Someone was having entirely too much fun.

The throat tunnel ended and I walked out onto an iced-over pond in the middle of a colossal dome. The walls, dark at eye level, curved up, lightening until they grew transparent at the top. The night sky, studded with stars, spilled moonlight onto clusters of blue icicles suspended from the ceiling. The icicles glowed with soft blue light, illuminating the outlines of rectangular crypts within the walls, each marked by a glowing gold glyph.

In front of me on a rectangular platform waited three women. The first had seen seventy. Life had whittled her down, turning her body skeletal and her face sharp and predatory. She perched in a large black chair like a bird of prey. Maria, the Crone. Next to her a young woman sat in a comfortable chair. Slender, with pale blond hair down to her shoulders, she looked young, barely out of her teens, and delicate. Her power was anything but. Sienna, the Maiden. I had saved her life during the last flare. To the right, in a rocking chair, sat Evdokia, the Mother. Plump, with a heavy braid of reddish-brown hair, she rocked back and forth knitting a sweater out of gray wool. It looked almost done.

The black cat ran to her and rubbed against her feet.

Behind them a large mural showed their goddess, a tall, regal woman standing behind a cauldron that sat at the intersection of three roads. The woman’s three arms held a knife, a torch, and a chalice. A black cat, a toad, a broom, and a key completed the picture. She had many names: the Queen of the Night, the Mother of All Witches, Hekate. Her power was vast and terrible and I was disinclined to disrespect her.

Evdokia pointed to Derek and Ascanio. “You! Wait there.”

A wall of ice surged around the two shapeshifters, locking them into an icy ring.
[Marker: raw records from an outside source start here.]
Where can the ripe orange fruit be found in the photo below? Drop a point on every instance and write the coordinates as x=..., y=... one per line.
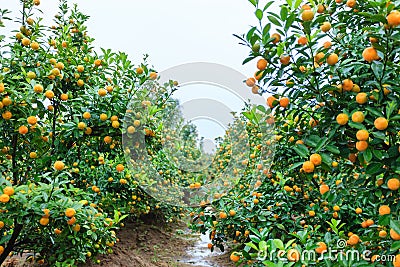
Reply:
x=394, y=235
x=293, y=255
x=347, y=85
x=361, y=98
x=59, y=165
x=262, y=64
x=358, y=117
x=223, y=215
x=284, y=102
x=307, y=15
x=308, y=166
x=342, y=119
x=302, y=40
x=250, y=82
x=316, y=159
x=384, y=210
x=321, y=248
x=332, y=59
x=49, y=94
x=323, y=189
x=38, y=88
x=23, y=129
x=396, y=261
x=381, y=123
x=362, y=135
x=393, y=18
x=326, y=26
x=44, y=221
x=393, y=184
x=8, y=190
x=370, y=54
x=119, y=168
x=270, y=101
x=361, y=145
x=6, y=115
x=234, y=257
x=353, y=240
x=284, y=59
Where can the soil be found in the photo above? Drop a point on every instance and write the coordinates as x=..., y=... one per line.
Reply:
x=146, y=244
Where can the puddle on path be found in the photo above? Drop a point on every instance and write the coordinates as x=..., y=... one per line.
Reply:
x=199, y=255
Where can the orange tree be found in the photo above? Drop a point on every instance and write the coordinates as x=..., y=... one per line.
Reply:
x=331, y=69
x=64, y=185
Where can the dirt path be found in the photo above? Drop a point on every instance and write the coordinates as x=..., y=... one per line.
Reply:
x=143, y=244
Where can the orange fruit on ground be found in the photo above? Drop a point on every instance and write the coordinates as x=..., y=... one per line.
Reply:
x=326, y=26
x=308, y=166
x=362, y=135
x=234, y=257
x=332, y=59
x=361, y=145
x=353, y=240
x=223, y=215
x=394, y=18
x=31, y=120
x=361, y=98
x=270, y=101
x=307, y=15
x=321, y=248
x=384, y=210
x=250, y=82
x=394, y=235
x=23, y=129
x=393, y=184
x=316, y=159
x=4, y=198
x=284, y=102
x=347, y=85
x=342, y=119
x=323, y=189
x=302, y=40
x=381, y=123
x=358, y=117
x=370, y=54
x=70, y=212
x=44, y=221
x=8, y=190
x=262, y=64
x=59, y=165
x=276, y=38
x=119, y=168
Sienna turned to me. “Your father is coming.”

• • •

THE UNIVERSE JUST kept dumping buckets of icy water on my head. “When?”

“Soon,” Evdokia said, her needles clicking.

“He’s coming to claim the city,” Sienna said. “We have foreseen it.”

Maria raised her bony hand and pointed at Sienna. “Show her.”

Sienna stood up. The mural behind her faded, dissolving into a view of a city street. To the left typical old buildings bordered the street, one of dark brick with boarded-up windows, the other covered in beige stucco and in better condition. To the right a big, sand-colored building of Roman brick and granite took up most of the block. Its lower half, a typical rectangular structure, stood about four tall floors high. On top of it a hundred-fifty-foot tower stretched to the sky. I could see all the way down the street, past the streetlights, to the distant steeple of some church.